CARL HAAS: Well, I have no idea. That's the $24 question, or the $64 question. I don't really know. I'm not -- I really haven't got time to try and second-guess anything like that. And in the meantime, we've got to concentrate on what we're doing. I have no idea.
Q. Jim, how will the increase in engine demand and off-season testing impact your motor sports program?
JIM AUST: Well, we are prepared to service the number of vehicles or the number of cars that we are going to be supplying power for the next year. So, I think we are geared up for the substantial increase over the five cars that we provided engines for last year. But we have everything in order and we really don't anticipate any problems. Our program has been coming -- (inaudible) -- has been growing over the last several years and we're prepared for next year.
Q. How much information exchange will there be next year between Toyota teams, if anyone can answer that?
CARL HAAS: I'm going to answer that, and then I'll let Toyota answer it for themselves afterwards. I welcome the conversations we've had that -- particularly on the engine program; that there would be a lot of cross-over information back and forth. So, we get the best out of it. If you do have a number of top teams run the engine, then you give all that data to Toyota, I think it helps everybody. I think it is the way of really of gaining performance, and the sharing of the information is a benefit to everyone. And I think there's more to gain than to lose. Much more to gain than to lose.
JIM AUST: I guess if I could add to that, obviously, we feel that the more information that we can get back from each one of the teams and then absorb, analyze and take it apart and then provide information back to each one of the teams, the better off we're going to be as a whole. And as we all know, each one of the teams and the drivers compete as individuals and as individual teams while they are on the racetrack.
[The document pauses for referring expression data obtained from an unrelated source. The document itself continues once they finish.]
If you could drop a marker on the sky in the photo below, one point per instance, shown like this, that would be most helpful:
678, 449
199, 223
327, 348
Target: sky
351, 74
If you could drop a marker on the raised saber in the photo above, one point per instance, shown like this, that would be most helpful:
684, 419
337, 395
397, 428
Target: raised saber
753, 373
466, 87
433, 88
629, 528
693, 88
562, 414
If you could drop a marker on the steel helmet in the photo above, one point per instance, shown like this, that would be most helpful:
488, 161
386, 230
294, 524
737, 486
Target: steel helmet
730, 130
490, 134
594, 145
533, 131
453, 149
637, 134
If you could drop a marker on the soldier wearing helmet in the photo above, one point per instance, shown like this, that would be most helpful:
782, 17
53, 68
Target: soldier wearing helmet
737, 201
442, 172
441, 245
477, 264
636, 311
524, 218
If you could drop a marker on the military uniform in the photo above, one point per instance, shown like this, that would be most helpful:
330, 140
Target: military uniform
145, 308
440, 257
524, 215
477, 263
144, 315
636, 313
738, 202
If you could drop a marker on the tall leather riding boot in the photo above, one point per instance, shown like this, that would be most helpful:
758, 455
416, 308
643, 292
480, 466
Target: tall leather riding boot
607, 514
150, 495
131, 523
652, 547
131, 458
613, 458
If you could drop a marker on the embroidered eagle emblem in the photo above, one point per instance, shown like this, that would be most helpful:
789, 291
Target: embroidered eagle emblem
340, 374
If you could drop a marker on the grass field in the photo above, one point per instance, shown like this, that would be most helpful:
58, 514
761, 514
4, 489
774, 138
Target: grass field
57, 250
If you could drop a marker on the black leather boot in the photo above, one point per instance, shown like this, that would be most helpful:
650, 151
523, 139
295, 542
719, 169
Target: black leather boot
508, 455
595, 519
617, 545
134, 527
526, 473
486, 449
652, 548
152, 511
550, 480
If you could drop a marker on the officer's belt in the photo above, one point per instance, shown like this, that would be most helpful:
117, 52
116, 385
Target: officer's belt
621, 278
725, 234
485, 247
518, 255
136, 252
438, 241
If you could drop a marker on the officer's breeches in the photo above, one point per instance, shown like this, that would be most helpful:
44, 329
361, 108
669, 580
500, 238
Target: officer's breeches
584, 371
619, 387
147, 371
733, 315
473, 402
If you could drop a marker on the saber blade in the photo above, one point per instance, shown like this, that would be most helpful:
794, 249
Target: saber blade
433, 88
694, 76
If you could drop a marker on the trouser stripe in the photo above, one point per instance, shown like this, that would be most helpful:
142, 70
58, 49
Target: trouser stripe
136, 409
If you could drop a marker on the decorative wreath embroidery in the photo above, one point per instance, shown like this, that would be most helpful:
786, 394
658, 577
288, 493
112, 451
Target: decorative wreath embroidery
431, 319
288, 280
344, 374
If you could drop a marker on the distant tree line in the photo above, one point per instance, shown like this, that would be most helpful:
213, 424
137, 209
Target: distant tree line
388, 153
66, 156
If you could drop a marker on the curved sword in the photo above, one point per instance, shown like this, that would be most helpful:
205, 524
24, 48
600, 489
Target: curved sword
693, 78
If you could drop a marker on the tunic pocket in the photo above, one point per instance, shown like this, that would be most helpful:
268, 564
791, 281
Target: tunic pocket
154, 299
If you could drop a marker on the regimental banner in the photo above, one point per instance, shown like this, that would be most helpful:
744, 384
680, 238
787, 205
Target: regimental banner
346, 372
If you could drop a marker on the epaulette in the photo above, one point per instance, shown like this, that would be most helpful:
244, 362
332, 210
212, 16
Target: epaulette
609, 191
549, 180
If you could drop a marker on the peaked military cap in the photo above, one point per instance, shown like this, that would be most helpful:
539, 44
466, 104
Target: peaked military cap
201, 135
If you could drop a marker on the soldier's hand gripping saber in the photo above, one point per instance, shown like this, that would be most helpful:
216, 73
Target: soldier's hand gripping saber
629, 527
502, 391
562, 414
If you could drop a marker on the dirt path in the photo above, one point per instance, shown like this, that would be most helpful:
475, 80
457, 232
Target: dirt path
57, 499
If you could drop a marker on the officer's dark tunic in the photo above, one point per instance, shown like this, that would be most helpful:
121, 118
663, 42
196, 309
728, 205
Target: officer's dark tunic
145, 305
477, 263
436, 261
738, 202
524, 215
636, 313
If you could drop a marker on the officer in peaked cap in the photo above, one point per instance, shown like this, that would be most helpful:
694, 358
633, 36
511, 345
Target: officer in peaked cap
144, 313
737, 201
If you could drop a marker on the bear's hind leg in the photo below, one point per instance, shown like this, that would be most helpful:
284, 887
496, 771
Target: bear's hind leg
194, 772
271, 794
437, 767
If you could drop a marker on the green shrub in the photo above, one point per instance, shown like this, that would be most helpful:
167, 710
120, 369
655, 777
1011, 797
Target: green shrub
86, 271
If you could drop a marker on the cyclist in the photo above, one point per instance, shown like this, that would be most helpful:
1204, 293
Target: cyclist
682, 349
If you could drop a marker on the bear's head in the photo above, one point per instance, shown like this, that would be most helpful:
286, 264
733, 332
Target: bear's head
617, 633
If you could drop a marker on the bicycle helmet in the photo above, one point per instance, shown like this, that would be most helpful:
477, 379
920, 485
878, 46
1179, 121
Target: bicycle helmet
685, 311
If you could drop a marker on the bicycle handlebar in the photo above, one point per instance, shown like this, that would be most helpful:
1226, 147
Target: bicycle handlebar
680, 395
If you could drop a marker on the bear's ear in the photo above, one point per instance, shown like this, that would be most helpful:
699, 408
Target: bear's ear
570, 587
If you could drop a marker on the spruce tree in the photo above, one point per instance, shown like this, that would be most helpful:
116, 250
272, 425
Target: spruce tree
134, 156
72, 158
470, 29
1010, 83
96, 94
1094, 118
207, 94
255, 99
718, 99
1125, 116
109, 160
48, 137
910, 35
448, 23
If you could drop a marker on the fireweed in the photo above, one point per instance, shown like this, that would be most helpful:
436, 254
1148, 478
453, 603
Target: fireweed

But certainly, gathering the information and being able to provide it to each and every one of the teams, and let them use it to the best of their ability is what we're all about. So, the more information that we can provide and the greater the feedback amongst teams that we are going to be providing engines for is just going to make this whole program that much stronger. And as we mentioned earlier, that's really what we're about. We're about helping the teams win driver championships and about Toyota winning an engine manufacturer championship. And we certainly hope that the cooperation that we anticipate from the teams is going to get us a long, long way in that direction for next year.
Q. Jim, maybe I have been more asleep at the switch than usual, but it just occurred to me, I'm not entirely sure what your plans are next year in terms of the engines. Are you going to have a new, let's say, Phase VII engine, or is it going to be the Phase VI developed or how would you characterize it?
JIM AUST: We are actually making an evolution to the current engine. So we have added some improvements to it, things that are going to be, you know, we hope and anticipate of great benefit for the teams. We have had the opportunity to run the new engine, the revised engine on the 9.0 (ph) and have increased the things that we are hoping to increase, which is horsepower, etc. So, yeah, to answer your question, we have a bit of a change. It is not a totally new engine, but we are making some changes that we are hopeful are going to bring us to the front of the pack at each and every one of the races. Hope that answers your question without giving too much additional information away.
Q. Again, it is going to be -- I don't know what the exact designation would be, but let's say a Phase VI-B, let's say, rather than a Phase VII or something like that?
JIM AUST: We're actually going to call it Phase VII. The HVF80 (ph) think it is so we're actually making a new designation for the engine.
T.E. McHALE: With that, we're going to wrap it up for the afternoon. We want to thank all of who you took the time to be with us today. We want to particularly thank our guests Carl Haas, Cristiano da MATTA, Christian Fittipaldi and Jim Auft. Gentleman, thanks for being with us. Best of luck in the 2001 FedEx Championship Series season. Thanks to all of you who took the time to be with us this afternoon. We'll talk to you again soon.